La génération Z voue une véritable fascination au vintage. La génération X aussi, mais probablement pour des raisons différentes. Cette dernière peut porter une Omega Ploprof avec une certaine distance, un clin d’œil teinté d’ironie. La génération Z, élevée dans un monde numérique, semble quant à elle animée par une nostalgie plus profonde : celle d’objets porteurs de sens, issus d’une époque où le marketing n’était pas encore devenu la raison d’être de tout produit.

The Summer Blue Omega Seamaster Ploprof 1200M © Omega

Le vintage peut constituer une porte d’entrée abordable dans l’univers de l’horlogerie. Pourtant, à voir l’engouement pour ces pièces croître plus vite encore que leurs prix dans les ventes aux enchères, il est difficile de penser que le facteur économique soit désormais déterminant. Choisir le vintage, c’est avant tout rechercher l’unicité, posséder un objet qu’aucune fortune ne garantit de pouvoir acquérir. C’est aussi appliquer l’une des règles les plus anciennes du style : créer une silhouette intéressante en mêlant les époques et les registres. Un carré Hermès associé à un jean patiné par les années, une bague héritée de sa grand-mère et une montre de poche.
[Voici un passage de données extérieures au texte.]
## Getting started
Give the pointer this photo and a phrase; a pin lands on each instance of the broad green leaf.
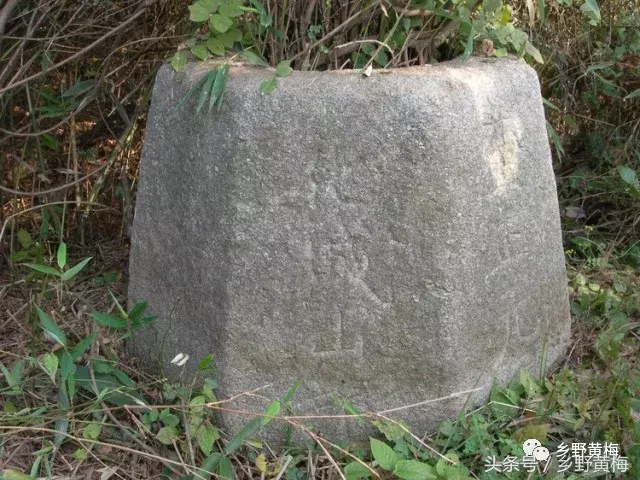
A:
(491, 5)
(67, 367)
(534, 52)
(118, 394)
(628, 175)
(92, 430)
(206, 436)
(73, 271)
(272, 412)
(62, 255)
(216, 46)
(236, 442)
(123, 378)
(24, 238)
(199, 12)
(221, 23)
(383, 454)
(168, 418)
(230, 37)
(414, 470)
(283, 69)
(200, 51)
(539, 432)
(253, 58)
(231, 8)
(50, 365)
(44, 269)
(356, 470)
(81, 346)
(269, 85)
(167, 435)
(49, 326)
(592, 6)
(178, 61)
(108, 320)
(225, 469)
Ou encore un manteau Yohji Yamamoto, un jean ample des années 1990, des Blundstone et une Omega Seafarer des années 1950.

A 19, 1927 by Laszlo Moholy Nagy © 2016 Hattula Moholy-Nagy/VG Bild-Kunst, Bonn/Artists Rights Society (ARS), New York.

Cette même philosophie donne naissance aux montres les plus intéressantes : celles qui osent associer matériaux, finitions, formes et références issues de différentes périodes. Prenons la nouvelle Breguet Tradition. Son architecture puise directement dans le XVIIIe siècle, tout en étant réinterprétée avec des matériaux, des performances et des proportions contemporains. Ou encore le phénomène qu'est devenue la Bvlgari Octo Finissimo. Ses lignes géométriques pures auraient sans doute séduit les constructivistes du début du XXe siècle, tout comme László Moholy-Nagy (1895-1946), artiste et professeur du Bauhaus qui a largement contribué à façonner ce langage esthétique. Si son œuvre vous est inconnue, elle mérite d’être découverte. Bvlgari s’est réapproprié ces formes, les a recomposées selon une approche nouvelle et les a notamment réalisées en titane. Le résultat est résolument contemporain. Pourtant, l’Octo Finissimo possède déjà cette qualité rare des objets intemporels : nous assistons probablement à la naissance d’une véritable icône.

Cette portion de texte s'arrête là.